After a while I noticed my “living expenses” were cutting into my savings from my job at Aunt Dora’s, so I was going to have to step up my workload. Across the street from my aunt’s house was a lovely, older white-haired lady named Mrs. Ladd. She wanted her house painted and her roof tarred. My grandfather, when his electrician business went south, had become a housepainter, and I’d wielded a brush on the walls of our own home a few times. How hard could it be? I enlisted my pal Mike Patterson to join my workforce and together we’d finish it off in no time. Mrs. Ladd bought the paint, showed us what she wanted, was meticulous: black shutters, white house, period. If she didn’t like the way the paint was lying, you did it again. One week I had to miss a day’s work. Mike said “no problem,” he’d handle it. When I came back, one whole side of the house had been painted yellow! “Mike … Did you clean the brushes?” “I thought I did.” One more time. We got it done, it didn’t look too bad and we went on to the roof. I knew nothing about tarring a roof, so Mike led the way. It was midsummer New Jersey, 90 percent humidity, Fahrenheit ninety-five degrees; the tar was hot, sticky and burning as we slathered it on in the midday sun … hell on Earth.

It was done. Me and my twenty dollars went straight downtown. The salesman pulled my ugly brown dream out of the window and snipped off the price tag, and it was mine. I skulked home with it, not wanting my neighbors to know of my vain and unrealistic ambitions. I hauled it up to my bedroom and closed the door like it was some sex tool (it was!). I sat down, held it in my lap and was utterly confused. I had no clue about how to begin. The strings were thick as telephone wires, so I just started making noise, playing by ear. If I accidentally hit on something that sounded like music, I tried to remember it and do it again. I concentrated mainly on the lower-sounding strings, trying to make a “thunk, thunk” sound, a rhythm. It hurt like hell. My soft, pink fingertips were not prepared for the cables strung across this wooden box pretending to be an instrument. I stood up, went to the mirror on the back of my bedroom door, slung the guitar across my hips and stood there. For the next two weeks, until my fingers screamed for mercy, I worked up a whole repertoire of non-tunes to be played on an untuned guitar. I convinced myself I was getting somewhere, then fate and family intervened. My mom, Virginia and I went one Sunday to visit our aunt Eda. Her son, Frank, was an ace accordionist and every time we’d visit, he’d be called on to bust out his box and swing through “Lady of Spain” or some other accordion anthem. (Inspired, I actually took a shot at the accordion one Christmas, ensuring job security for E Street keyboardist and accordionist Danny Federici forever after. It was impossible.)

One Sunday, Frank came into the living room with a guitar instead of his candy-wagon accordion. He proceeded to wail through the folk hits of the moment.

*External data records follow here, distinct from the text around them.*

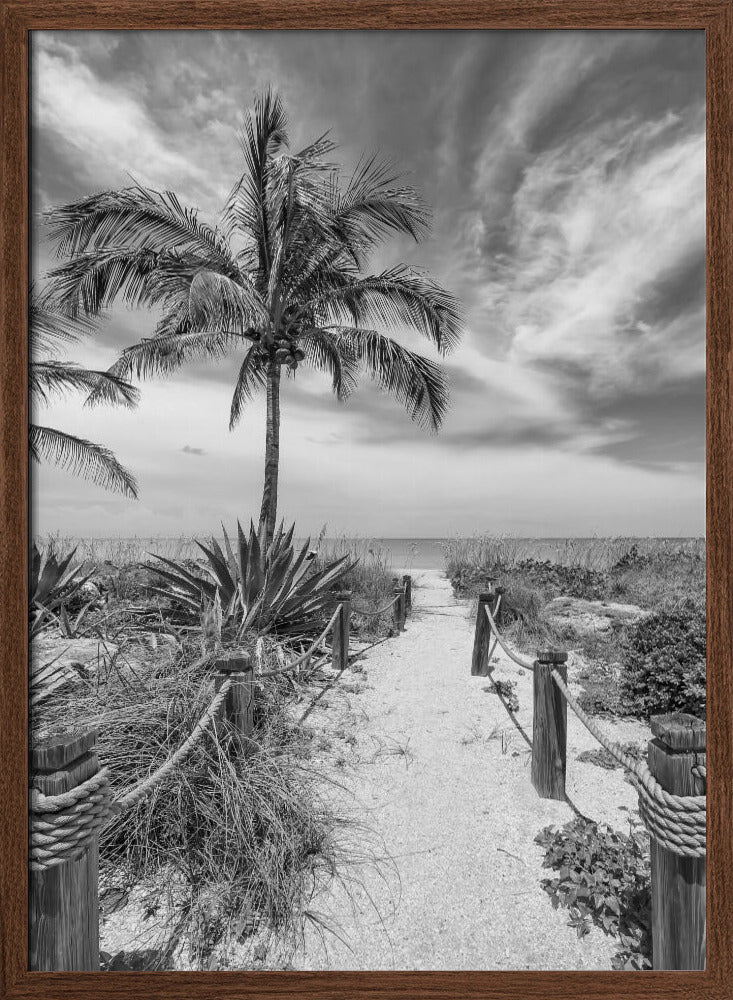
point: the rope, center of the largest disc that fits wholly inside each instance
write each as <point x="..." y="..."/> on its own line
<point x="380" y="611"/>
<point x="143" y="788"/>
<point x="527" y="664"/>
<point x="677" y="822"/>
<point x="63" y="825"/>
<point x="304" y="656"/>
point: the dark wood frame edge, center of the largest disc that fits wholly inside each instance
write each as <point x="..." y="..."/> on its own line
<point x="17" y="19"/>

The folk boom was full throttle at the time. Hootenanny was a prime-time television show and Frank had picked up the guitar and was playing it pretty well. That weekend he sat on the living room floor, guitar in hand, wearing a white T-shirt, black socks, black chinos and white sneakers (I thought this was the coolest thing I’d ever seen up close and I immediately returned home and tried to emulate the look). He was doing a lot better than I was. He took me into his room, showed me how to tune the guitar, taught me how to read chord charts out of an American folk music collection, gave me the book and sent me home. I tuned my guitar as best I could and realized immediately I’d have to start from scratch. All of my non-tuned “tunes” were now revealed as the complete crap they were. I opened up the book, went to “Greensleeves,” read the opening E-minor chord (only needs two fingers!) and set back to work. It was a beginning. A real beginning. Over the next few months, I learned most of the major and minor chords; scrubbed my way through as many folk standards I could; showed my mother what I was accomplishing, to her encouragement; then put together the C, F and G chords that allowed me to play “Twist and Shout.” This was my first rock ’n’ roll song. It was good-bye to “lawn boy” and the only real job I would hold my entire life. “Well shake it up, baby!”